You'll see the producer enqueueing every 2s and the worker logging each job (with a 10% synthetic failure rate to exercise the retry path). Visit http://localhost:8080/healthz and http://localhost:8080/stats.

Tear down with docker compose down -v (the -v drops the Postgres volume).

Without Docker:

export DATABASE_URL=postgres://tinybus:tinybus@localhost:5432/tinybus?sslmode=disable
make migrate
make worker        # in one terminal
make enqueue       # in another, repeatedly
make stats

What's interesting in here

The single design decision worth reading:

Crash-safe job ownership without a separate broker

A worker claims a job in one round-trip:

WITH next AS (
    SELECT id FROM jobs
    WHERE queue = $1
      AND locked_at IS NULL
      AND dead_at  IS NULL
      AND run_at   <= now()
    ORDER BY run_at
    FOR UPDATE SKIP LOCKED
    LIMIT 1
)
UPDATE jobs
SET    locked_at = now(),
       locked_by = $2,
       attempts  = attempts + 1
WHERE  id = (SELECT id FROM next)
RETURNING id, queue, payload, attempts, max_attempts, created_at, run_at;

Three things to notice:

  1. FOR UPDATE SKIP LOCKED is what makes this work under load. Two workers competing for the same row: one wins, the other skips and takes the next eligible row. No global lock, no broker, no coordinator.
  2. CTE + UPDATE in a single statement closes the race window. A SELECT followed by a separate UPDATE lets two workers see the same row before either claims it. The CTE acquires the row lock, the outer UPDATE mutates the state, both inside the same statement and the same round-trip.
  3. attempts is incremented at claim time, not failure time. So a worker crash after claim still counts as an attempt — a poisoned job that crashes its handler still hits max_attempts and ends up dead, instead of running forever.

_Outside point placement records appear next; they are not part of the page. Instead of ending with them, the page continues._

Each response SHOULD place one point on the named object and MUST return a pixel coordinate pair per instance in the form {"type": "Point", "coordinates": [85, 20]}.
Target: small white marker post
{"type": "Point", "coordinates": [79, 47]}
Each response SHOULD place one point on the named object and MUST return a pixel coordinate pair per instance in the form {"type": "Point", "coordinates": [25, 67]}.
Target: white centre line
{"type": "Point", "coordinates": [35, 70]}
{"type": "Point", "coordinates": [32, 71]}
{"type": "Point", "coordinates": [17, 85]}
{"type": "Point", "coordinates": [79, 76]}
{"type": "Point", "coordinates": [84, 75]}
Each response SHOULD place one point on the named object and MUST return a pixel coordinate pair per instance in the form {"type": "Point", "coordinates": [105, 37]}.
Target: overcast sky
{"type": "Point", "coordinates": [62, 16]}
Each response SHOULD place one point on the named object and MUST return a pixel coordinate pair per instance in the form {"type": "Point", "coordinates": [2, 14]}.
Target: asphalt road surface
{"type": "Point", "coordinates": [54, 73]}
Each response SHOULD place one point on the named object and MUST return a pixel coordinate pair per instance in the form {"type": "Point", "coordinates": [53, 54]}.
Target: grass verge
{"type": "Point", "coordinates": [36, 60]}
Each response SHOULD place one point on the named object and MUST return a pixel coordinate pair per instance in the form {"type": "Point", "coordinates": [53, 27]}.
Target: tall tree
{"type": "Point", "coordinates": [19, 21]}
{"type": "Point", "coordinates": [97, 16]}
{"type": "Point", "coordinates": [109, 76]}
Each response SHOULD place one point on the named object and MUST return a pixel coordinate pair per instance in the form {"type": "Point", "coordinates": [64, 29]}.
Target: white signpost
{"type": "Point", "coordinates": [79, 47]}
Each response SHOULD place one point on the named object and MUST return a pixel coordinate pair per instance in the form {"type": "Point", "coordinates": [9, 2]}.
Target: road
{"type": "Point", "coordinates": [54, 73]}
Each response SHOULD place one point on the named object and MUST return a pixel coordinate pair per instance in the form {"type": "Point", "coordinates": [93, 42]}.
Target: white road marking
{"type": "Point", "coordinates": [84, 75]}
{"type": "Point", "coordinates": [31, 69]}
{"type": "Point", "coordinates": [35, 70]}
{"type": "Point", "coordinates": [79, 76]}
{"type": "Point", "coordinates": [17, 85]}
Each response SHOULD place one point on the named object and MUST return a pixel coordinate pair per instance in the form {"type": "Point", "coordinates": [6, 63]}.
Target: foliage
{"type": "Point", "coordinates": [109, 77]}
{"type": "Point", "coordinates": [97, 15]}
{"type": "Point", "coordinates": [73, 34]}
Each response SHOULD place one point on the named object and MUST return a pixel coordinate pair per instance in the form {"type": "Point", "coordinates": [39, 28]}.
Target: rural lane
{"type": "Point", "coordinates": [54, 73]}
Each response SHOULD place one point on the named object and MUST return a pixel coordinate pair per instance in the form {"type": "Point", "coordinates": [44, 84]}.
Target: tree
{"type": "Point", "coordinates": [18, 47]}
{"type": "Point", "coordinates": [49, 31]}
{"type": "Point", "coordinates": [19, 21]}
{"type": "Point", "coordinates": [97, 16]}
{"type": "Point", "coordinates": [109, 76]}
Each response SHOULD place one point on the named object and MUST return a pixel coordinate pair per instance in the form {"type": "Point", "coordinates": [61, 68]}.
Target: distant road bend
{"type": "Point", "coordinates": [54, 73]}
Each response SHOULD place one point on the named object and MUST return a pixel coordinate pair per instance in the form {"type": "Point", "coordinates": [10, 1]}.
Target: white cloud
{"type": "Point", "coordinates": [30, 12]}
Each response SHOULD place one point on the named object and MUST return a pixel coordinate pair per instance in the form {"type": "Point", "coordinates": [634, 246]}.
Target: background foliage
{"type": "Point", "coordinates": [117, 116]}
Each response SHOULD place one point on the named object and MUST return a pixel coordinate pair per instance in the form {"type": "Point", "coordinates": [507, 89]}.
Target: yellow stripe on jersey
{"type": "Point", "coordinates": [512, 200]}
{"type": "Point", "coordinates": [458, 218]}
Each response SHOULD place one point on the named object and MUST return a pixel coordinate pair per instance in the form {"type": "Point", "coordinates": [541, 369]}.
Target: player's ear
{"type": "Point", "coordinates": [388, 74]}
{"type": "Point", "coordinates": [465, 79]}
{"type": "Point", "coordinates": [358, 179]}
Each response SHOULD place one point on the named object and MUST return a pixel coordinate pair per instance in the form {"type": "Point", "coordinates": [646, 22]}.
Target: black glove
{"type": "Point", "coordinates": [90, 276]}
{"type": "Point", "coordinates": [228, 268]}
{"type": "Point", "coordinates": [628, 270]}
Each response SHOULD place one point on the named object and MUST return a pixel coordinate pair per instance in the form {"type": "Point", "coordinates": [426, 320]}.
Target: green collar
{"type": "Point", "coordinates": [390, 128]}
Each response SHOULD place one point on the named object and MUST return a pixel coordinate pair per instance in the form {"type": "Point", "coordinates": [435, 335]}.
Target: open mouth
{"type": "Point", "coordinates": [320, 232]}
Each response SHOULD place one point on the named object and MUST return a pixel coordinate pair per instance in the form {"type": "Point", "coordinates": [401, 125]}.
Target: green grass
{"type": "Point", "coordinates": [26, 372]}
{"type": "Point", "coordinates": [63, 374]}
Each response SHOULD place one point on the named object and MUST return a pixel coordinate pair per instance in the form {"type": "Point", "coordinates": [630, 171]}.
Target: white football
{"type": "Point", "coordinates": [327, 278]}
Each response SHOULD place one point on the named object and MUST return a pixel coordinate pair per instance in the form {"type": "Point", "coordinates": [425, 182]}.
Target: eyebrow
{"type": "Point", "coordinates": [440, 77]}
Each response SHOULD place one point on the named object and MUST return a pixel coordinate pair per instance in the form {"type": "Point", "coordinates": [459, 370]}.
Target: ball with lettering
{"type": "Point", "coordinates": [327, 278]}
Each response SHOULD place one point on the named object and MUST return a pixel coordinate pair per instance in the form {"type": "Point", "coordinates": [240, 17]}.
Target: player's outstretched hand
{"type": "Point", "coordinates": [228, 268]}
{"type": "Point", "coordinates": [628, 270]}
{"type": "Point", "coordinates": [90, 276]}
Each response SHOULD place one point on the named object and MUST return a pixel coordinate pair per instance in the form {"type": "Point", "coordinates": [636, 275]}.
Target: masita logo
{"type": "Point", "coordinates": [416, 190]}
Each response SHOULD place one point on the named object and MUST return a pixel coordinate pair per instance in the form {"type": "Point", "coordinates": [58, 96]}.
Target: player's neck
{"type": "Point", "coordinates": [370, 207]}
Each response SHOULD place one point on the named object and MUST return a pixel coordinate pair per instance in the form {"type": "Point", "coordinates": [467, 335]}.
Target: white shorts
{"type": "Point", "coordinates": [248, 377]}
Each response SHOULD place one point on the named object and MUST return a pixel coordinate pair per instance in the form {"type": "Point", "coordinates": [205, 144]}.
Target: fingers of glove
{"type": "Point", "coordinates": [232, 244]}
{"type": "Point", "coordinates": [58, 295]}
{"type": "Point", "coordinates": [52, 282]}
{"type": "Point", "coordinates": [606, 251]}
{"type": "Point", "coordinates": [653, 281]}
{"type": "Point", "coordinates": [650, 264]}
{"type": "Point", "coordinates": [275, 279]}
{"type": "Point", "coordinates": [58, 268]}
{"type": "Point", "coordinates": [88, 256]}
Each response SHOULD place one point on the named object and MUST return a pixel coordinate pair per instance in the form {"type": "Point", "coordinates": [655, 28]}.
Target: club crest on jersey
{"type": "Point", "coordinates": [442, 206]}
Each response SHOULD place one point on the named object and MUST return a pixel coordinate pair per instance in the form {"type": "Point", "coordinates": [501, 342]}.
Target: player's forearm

That's the whole game. Postgres' row-level lock is the broker.

Crash recovery: lock-expiry, not heartbeat

Workers don't heartbeat. Instead, a sweeper goroutine periodically clears locked_at from any in-flight job whose lock is older than the configured lease:

UPDATE jobs
SET    locked_at = NULL, locked_by = NULL, last_error = ...
WHERE  locked_at IS NOT NULL
  AND  dead_at   IS NULL
  AND  locked_at < now() - make_interval(secs => $1);

This makes tinybus at-least-once, not exactly-once. A handler that runs longer than the lease will be re-run by another worker. Set the lease above your p99 handler runtime, or split long handlers into smaller jobs.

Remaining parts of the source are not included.